EU SAYS ECHELON INTERCEPTING BILLIONS OF MESSAGES

A European Parliament report made public Feb. 23 says a U.S.-led communications monitoring network, Echelon, is intercepting billions of messages an hour from private e-mails, telephone calls, and fax transmissions.

"We are not talking about a trivial thing here ... we cannot stop them, they will continue," says Ducan Campbell, author of the special parliament-commissioned report on the Echelon spy network, to the Associated Press. He tells the AP the network monitors and intercepts "sensitive" European-wide commercial communications.
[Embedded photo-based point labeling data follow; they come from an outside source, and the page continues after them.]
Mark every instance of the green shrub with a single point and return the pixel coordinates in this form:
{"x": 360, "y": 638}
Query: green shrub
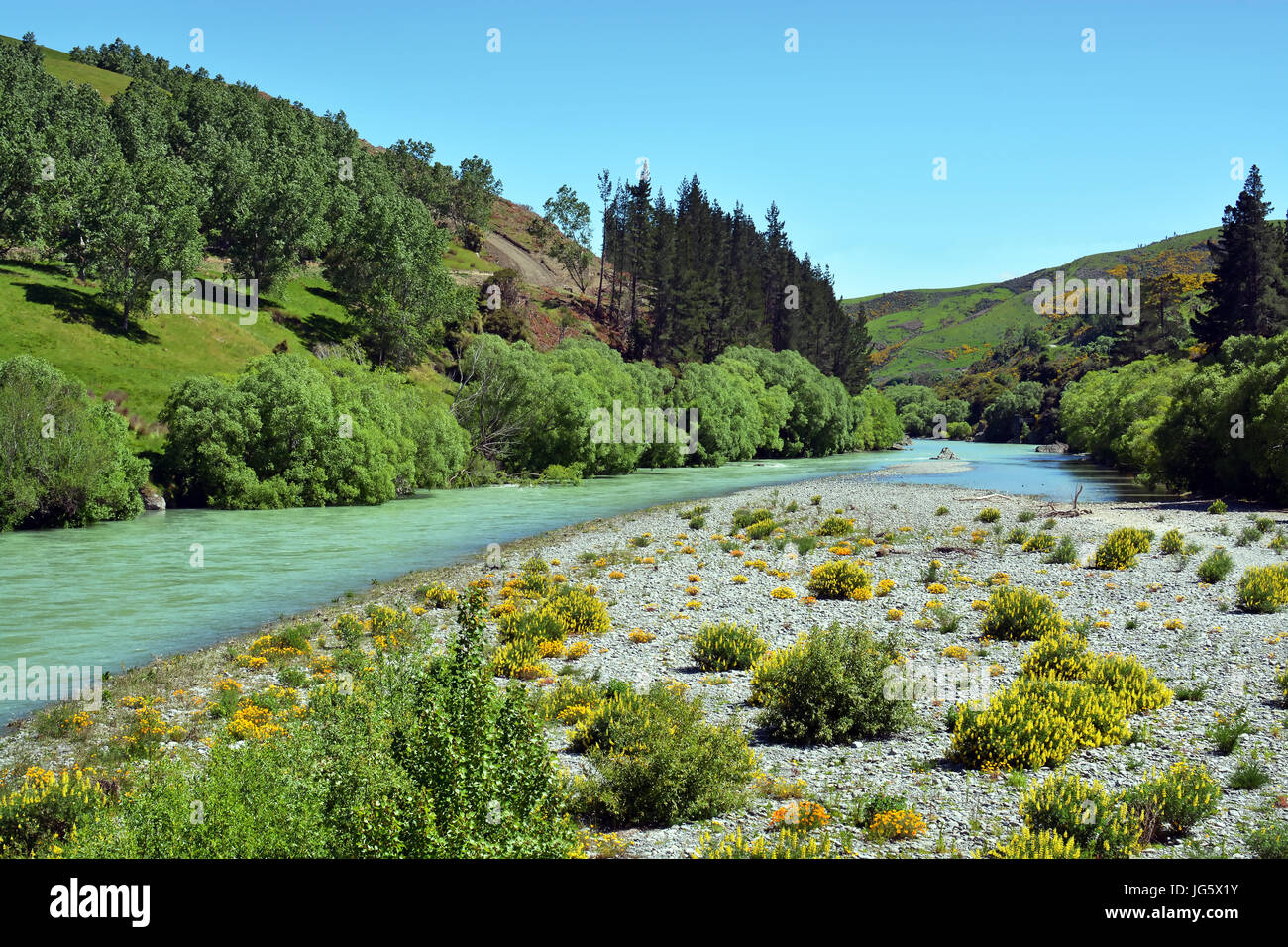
{"x": 743, "y": 518}
{"x": 1249, "y": 774}
{"x": 1016, "y": 612}
{"x": 726, "y": 646}
{"x": 65, "y": 459}
{"x": 1269, "y": 840}
{"x": 1131, "y": 682}
{"x": 1039, "y": 543}
{"x": 1228, "y": 729}
{"x": 1060, "y": 654}
{"x": 426, "y": 759}
{"x": 658, "y": 762}
{"x": 828, "y": 688}
{"x": 1216, "y": 566}
{"x": 786, "y": 844}
{"x": 837, "y": 579}
{"x": 1037, "y": 722}
{"x": 1122, "y": 547}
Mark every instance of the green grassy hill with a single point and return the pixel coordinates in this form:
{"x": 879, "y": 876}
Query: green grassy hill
{"x": 60, "y": 65}
{"x": 927, "y": 335}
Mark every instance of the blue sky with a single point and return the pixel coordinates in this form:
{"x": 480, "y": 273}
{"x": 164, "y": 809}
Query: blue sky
{"x": 1051, "y": 151}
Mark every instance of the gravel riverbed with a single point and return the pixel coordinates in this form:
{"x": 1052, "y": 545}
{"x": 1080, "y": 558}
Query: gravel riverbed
{"x": 1234, "y": 654}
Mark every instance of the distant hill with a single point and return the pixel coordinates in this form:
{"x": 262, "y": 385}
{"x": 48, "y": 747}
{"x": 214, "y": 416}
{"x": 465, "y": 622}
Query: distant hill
{"x": 927, "y": 335}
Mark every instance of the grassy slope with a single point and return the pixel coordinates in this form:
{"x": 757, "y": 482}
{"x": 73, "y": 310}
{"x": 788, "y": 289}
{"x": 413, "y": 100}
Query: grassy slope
{"x": 936, "y": 333}
{"x": 60, "y": 65}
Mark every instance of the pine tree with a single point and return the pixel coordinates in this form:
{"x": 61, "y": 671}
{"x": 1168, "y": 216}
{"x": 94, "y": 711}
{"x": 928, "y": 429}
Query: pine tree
{"x": 1249, "y": 294}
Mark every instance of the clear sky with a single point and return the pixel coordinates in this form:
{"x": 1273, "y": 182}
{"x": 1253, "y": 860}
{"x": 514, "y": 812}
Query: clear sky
{"x": 1051, "y": 151}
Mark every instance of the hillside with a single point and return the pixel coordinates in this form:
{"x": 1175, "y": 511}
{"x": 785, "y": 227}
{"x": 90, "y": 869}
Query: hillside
{"x": 48, "y": 313}
{"x": 928, "y": 335}
{"x": 60, "y": 65}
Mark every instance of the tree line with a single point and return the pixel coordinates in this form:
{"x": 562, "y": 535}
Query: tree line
{"x": 682, "y": 281}
{"x": 1215, "y": 423}
{"x": 181, "y": 166}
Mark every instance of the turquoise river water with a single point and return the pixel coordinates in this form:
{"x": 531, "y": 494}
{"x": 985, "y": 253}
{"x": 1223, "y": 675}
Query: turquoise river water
{"x": 117, "y": 594}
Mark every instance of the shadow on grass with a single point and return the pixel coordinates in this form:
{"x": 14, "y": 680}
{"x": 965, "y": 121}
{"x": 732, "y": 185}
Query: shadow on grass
{"x": 77, "y": 307}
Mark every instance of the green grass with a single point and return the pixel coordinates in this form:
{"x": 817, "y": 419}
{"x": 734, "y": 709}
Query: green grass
{"x": 932, "y": 334}
{"x": 459, "y": 258}
{"x": 46, "y": 313}
{"x": 62, "y": 67}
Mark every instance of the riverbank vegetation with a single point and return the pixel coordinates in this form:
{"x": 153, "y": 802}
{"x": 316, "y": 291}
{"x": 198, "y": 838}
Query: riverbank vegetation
{"x": 402, "y": 728}
{"x": 399, "y": 382}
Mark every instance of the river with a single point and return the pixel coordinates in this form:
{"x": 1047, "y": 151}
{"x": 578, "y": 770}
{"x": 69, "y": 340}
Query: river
{"x": 117, "y": 594}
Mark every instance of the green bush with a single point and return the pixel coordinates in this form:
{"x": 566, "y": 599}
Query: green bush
{"x": 64, "y": 459}
{"x": 1122, "y": 547}
{"x": 1016, "y": 612}
{"x": 1216, "y": 566}
{"x": 1064, "y": 554}
{"x": 424, "y": 758}
{"x": 828, "y": 688}
{"x": 1269, "y": 840}
{"x": 1039, "y": 543}
{"x": 836, "y": 526}
{"x": 837, "y": 579}
{"x": 658, "y": 762}
{"x": 743, "y": 518}
{"x": 1103, "y": 826}
{"x": 1180, "y": 797}
{"x": 1263, "y": 589}
{"x": 726, "y": 646}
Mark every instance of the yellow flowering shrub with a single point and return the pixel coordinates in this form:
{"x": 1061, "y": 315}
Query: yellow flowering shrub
{"x": 1181, "y": 797}
{"x": 1103, "y": 826}
{"x": 1037, "y": 722}
{"x": 726, "y": 646}
{"x": 1019, "y": 613}
{"x": 1029, "y": 844}
{"x": 1122, "y": 547}
{"x": 894, "y": 825}
{"x": 1263, "y": 589}
{"x": 441, "y": 595}
{"x": 48, "y": 808}
{"x": 837, "y": 579}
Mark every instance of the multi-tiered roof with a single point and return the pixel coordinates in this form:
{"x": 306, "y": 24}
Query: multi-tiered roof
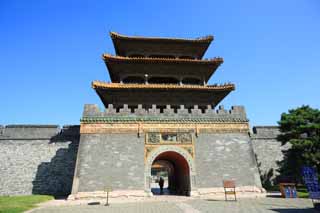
{"x": 160, "y": 71}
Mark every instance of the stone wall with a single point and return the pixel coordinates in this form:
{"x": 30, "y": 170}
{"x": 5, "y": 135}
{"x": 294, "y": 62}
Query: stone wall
{"x": 110, "y": 160}
{"x": 268, "y": 151}
{"x": 40, "y": 159}
{"x": 225, "y": 156}
{"x": 37, "y": 159}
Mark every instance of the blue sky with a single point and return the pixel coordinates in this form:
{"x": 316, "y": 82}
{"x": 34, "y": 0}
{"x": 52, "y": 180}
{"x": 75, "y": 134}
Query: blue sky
{"x": 51, "y": 51}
"The level of use is getting out of control," he told a Committee for Justice and Home Affairs hearing, saying Canada, Britain, Australia and New Zealand are also involved in the Echelon network. Germany and France, he added, participate at a lower level.
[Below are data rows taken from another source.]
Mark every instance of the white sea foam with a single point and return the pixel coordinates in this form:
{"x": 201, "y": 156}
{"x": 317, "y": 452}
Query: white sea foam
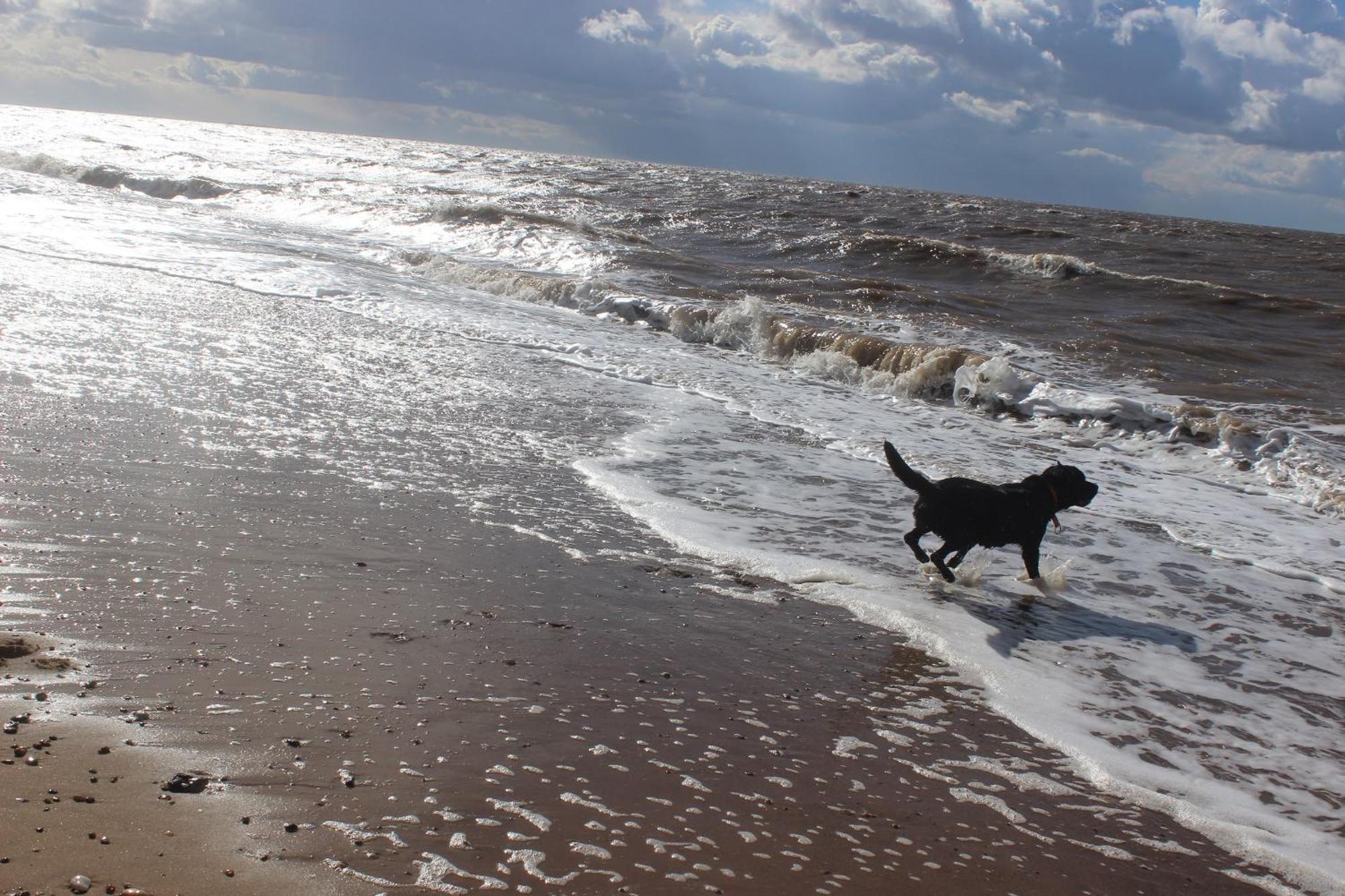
{"x": 1188, "y": 661}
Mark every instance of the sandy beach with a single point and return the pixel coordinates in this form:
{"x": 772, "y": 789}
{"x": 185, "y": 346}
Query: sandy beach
{"x": 385, "y": 517}
{"x": 387, "y": 697}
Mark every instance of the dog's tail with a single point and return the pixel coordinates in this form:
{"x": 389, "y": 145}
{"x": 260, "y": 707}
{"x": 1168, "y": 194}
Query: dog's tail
{"x": 909, "y": 477}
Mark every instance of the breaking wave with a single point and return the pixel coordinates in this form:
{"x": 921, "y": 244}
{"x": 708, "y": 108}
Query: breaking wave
{"x": 494, "y": 214}
{"x": 1288, "y": 459}
{"x": 974, "y": 380}
{"x": 1046, "y": 266}
{"x": 112, "y": 178}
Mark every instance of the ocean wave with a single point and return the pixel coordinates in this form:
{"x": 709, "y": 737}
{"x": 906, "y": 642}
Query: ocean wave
{"x": 992, "y": 384}
{"x": 1289, "y": 460}
{"x": 1048, "y": 266}
{"x": 112, "y": 178}
{"x": 494, "y": 214}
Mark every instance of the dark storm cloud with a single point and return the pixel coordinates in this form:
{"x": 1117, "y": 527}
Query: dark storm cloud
{"x": 1094, "y": 101}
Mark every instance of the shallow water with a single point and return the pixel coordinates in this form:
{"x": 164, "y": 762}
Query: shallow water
{"x": 722, "y": 356}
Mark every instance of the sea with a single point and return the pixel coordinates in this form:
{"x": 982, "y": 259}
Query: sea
{"x": 714, "y": 360}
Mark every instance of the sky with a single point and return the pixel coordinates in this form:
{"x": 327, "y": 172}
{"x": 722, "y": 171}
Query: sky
{"x": 1229, "y": 110}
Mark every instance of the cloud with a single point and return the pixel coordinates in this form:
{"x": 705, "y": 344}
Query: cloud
{"x": 618, "y": 28}
{"x": 1011, "y": 112}
{"x": 1094, "y": 153}
{"x": 1089, "y": 101}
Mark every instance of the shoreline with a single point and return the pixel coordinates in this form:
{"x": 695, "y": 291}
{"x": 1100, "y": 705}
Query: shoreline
{"x": 505, "y": 713}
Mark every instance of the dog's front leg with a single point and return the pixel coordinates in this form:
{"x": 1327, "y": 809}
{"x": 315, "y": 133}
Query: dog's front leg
{"x": 938, "y": 561}
{"x": 914, "y": 540}
{"x": 1032, "y": 557}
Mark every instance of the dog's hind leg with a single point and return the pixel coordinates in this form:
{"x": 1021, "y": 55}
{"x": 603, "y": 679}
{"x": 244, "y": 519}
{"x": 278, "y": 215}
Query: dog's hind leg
{"x": 914, "y": 540}
{"x": 944, "y": 552}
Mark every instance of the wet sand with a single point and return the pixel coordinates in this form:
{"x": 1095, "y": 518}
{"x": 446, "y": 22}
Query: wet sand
{"x": 388, "y": 696}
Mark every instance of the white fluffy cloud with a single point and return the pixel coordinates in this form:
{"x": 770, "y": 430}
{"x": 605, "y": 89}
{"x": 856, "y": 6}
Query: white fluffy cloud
{"x": 618, "y": 28}
{"x": 1160, "y": 104}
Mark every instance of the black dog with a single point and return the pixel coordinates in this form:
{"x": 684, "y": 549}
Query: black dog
{"x": 968, "y": 513}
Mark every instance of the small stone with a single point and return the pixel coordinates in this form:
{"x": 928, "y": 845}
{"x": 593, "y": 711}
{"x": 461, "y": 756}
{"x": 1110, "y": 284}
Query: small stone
{"x": 186, "y": 783}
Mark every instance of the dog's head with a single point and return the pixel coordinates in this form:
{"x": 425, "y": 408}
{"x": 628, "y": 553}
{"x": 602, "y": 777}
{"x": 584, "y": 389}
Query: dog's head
{"x": 1069, "y": 486}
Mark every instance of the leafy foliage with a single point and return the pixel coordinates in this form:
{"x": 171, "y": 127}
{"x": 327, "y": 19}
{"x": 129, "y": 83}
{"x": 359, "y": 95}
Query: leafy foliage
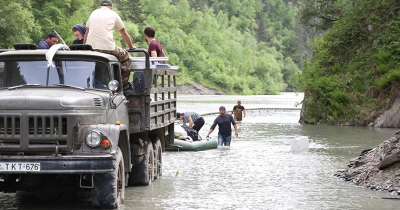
{"x": 354, "y": 72}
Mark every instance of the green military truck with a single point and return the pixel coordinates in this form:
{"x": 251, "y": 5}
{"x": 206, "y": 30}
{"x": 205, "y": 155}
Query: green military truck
{"x": 66, "y": 124}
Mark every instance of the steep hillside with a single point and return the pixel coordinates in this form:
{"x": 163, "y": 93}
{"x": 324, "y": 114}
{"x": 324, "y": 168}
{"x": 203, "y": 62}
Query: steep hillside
{"x": 354, "y": 73}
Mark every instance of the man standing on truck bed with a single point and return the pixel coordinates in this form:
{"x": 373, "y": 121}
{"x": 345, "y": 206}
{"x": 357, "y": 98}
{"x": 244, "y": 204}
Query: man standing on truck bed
{"x": 99, "y": 34}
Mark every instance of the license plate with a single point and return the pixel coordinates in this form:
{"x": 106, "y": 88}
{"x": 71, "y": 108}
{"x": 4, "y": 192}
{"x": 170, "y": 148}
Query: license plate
{"x": 19, "y": 167}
"The capacity of the filtering systems is enormous," Campbell told the hearing, adding most international Internet communications are routed through the U.S. and nine known U.S. National Security Agency intercept sites. He says intelligence facilities in the five countries can intercept fax, telephone, and e-mail communications easily, and urged the European Union to act to protect against such violations of human rights.

Campbell says Microsoft, IBM, and an unidentified large American microchip maker have been providing certain features which aid the information interception. He says he doesn't know whether the American corporations benefited from it, but previous commercial espionage ended up with several large European contracts in the airline industry collapsing.